The Australian Early Years Strategy 2024 – 2034 ?

At some stage in the last 2 years, the penny dropped in the Australian political community that the early years of children matters – a lot.

Ask any exhausted staff member about this change across any area in the combined early years professions and the responses include words like ‘finally’ and ‘hallelujah’. Old hands and the power pack of advocacy professionals now on the scene however know that this is not the end point, and the phrases now being shared include the Churchillian ‘Its not the end, or even the beginning of the end, rather it just might be the end of the beginning’, meaning

folks … we just got started‘.

In 2024, the early childhood policy suite went from accepting piecemeal approaches across the country, to demanding one with consistently held high expectations of the outcomes for our children, all of our children, regardless of where they live.

The Australian Government released the Early Years Strategy 2024 – 2023 https://www.dss.gov.au>early-years-strategy

Reading and then listening to the new Australian Early Years Strategy (the Strategy) I was struck by two things:

  1. It’s good. It’s actually really good. There is so much that can come from this policy.
  2. Why the lack of knowledge about the Strategy amongst the professional practitioners in Early Learning Centres?

As some of you know, my work on the Australian National Quality Framework (national early childhood law, regulations and standards), as a member of the policy and legislation development team in this state and nationally has had a profound impact on the way that I work and think. The implementation of that Framework taught huge lessons.

In one way, an early learning centre was a great training ground for a policy professional because everything that is done with the planning for a child is strategic with an objective or interlinked objectives, requires considered input from the user or community, needs development through the policy development cycle processes, needs framing and communication, has an implementation cycle of trial and review, and last but not least requires rethinking on a regular basis through critical analysis to ensure that new approaches are available to the work.

The development of policy should, no, must include a co-aligned learning journey with those most impacted by the policy. Learning about policy as it is developed and released is an opportunity for conversation, development of understanding, and opens doors to engagement.

The problem with developing policy is that you can’t turn a policy into an implementation plan without a lot of steps being taken first. I get that. For one thing, the mapping of the mess of early childhood programs (meta and local) across the country is huge, but it is necessary to look at what can be leveraged, used in other areas, or what needs to be ended.

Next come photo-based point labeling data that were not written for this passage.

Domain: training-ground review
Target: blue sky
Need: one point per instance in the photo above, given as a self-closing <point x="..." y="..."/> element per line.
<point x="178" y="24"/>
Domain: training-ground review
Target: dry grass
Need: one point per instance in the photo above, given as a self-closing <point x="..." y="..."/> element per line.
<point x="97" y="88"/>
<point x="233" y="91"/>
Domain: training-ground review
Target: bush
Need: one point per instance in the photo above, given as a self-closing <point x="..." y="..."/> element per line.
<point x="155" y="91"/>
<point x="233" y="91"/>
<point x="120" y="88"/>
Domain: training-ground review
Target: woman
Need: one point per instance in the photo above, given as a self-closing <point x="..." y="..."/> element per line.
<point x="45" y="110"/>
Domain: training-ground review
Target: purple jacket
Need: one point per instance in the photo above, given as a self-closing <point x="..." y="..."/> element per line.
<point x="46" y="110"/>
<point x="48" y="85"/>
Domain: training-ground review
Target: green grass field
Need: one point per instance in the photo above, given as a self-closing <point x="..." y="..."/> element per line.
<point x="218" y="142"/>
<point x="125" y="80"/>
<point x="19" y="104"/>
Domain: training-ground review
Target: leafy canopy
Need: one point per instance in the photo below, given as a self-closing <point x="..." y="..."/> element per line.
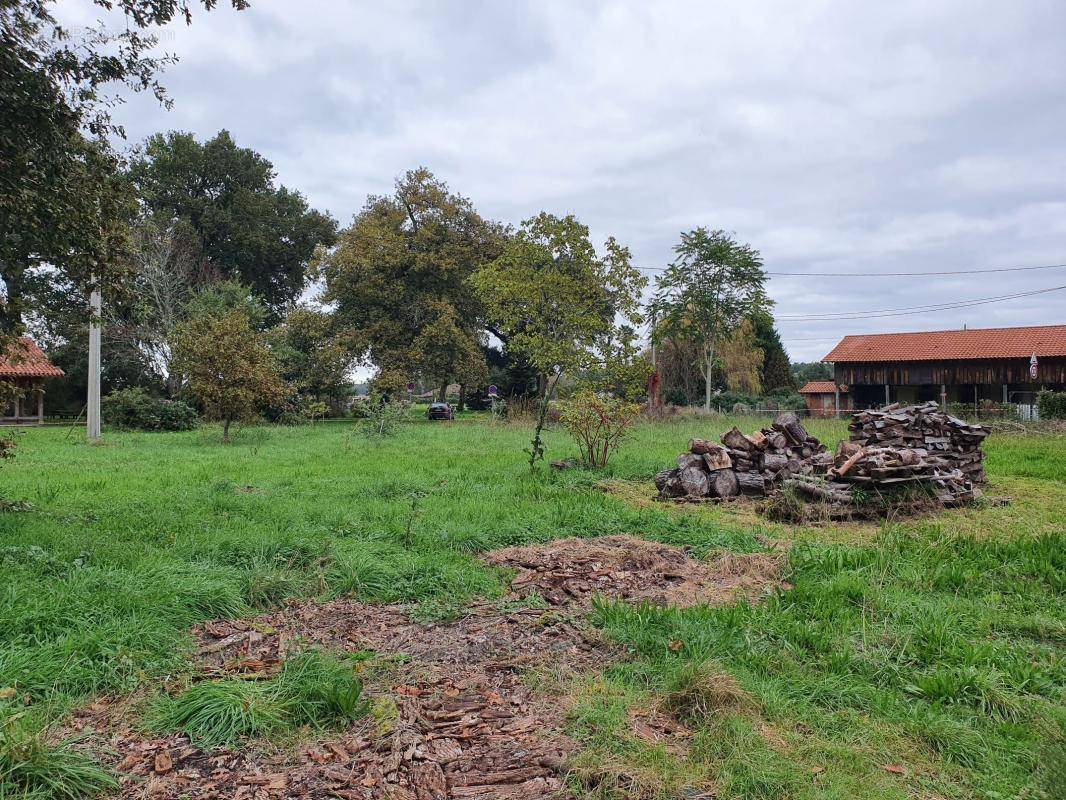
<point x="249" y="228"/>
<point x="554" y="298"/>
<point x="398" y="276"/>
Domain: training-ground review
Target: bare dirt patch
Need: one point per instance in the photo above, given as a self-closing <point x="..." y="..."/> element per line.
<point x="465" y="723"/>
<point x="571" y="571"/>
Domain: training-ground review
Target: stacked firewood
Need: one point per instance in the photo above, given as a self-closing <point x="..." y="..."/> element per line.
<point x="744" y="464"/>
<point x="914" y="444"/>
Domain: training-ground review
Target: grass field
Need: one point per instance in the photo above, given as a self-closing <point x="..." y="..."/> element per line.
<point x="916" y="659"/>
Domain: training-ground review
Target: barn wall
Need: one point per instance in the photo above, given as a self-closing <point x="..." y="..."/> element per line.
<point x="919" y="373"/>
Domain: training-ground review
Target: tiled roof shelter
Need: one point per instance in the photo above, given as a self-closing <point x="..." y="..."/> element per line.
<point x="25" y="365"/>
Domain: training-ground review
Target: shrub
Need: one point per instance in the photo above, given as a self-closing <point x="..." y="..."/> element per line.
<point x="597" y="424"/>
<point x="384" y="418"/>
<point x="136" y="410"/>
<point x="1051" y="404"/>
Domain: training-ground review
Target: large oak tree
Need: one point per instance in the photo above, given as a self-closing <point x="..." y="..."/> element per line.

There is however one step that can be taken, awareness raising.

Let’s try this for size:

When the authors say in the Strategy document that ‘government policy isn’t always coordinated, yet it needs to be‘, the average experienced Early Learning Centre Director will probably struggle to politely reply, ‘Yes I know’. When you are on the receiving end of policy, you get very good at thinking about it, messing it up, trying to understand it, and then giving up and continuing on as you were before the policy started. Then again, when you are engaged in policy implementation, you get very good at discussing it, working together to understand it, implementing it, and reflecting on your implementation.

The thing is, you need to know something exists before you can think about it.

As a member of a number of national and local networks, I have raised the strategy time and again and find many participants unaware of it or at best, unaware of its potential.

They need to be.

Why?

It is only through ongoing engagement with the Strategy are we going to be able to keep it front of government and community mind. That kind of activity will ensure that this document and its authors are held accountable for ongoing progress at implementation, and for success measurement.

One policy actor said recently ‘But early learning staff are too busy and they don’t understand policy development.’ My response? ‘Sure they do. You just haven’t given them a chance to prove it to you’.

A policy activity to do in your Centre:

The Strategy considers the silos of government services and its impact on parents looking for support. How does that relate to your work in-centre? Ask all of the team members to work together to list all of the local parent support agencies and organisations who can or do support your parents.

Then compare that with what actually exists. If educators and teachers are to engage with parents, and then support the parents they need to know about ‘relevant community services and resources to support parenting and family wellbeing’. It isn’t acceptable to not know – in fact it is in the law that they have to know. [Quality Area 6.1.3]. If they don’t know, it will be because they exist in one silo and the services exist in another silo, and that isn’t good for parents, is it?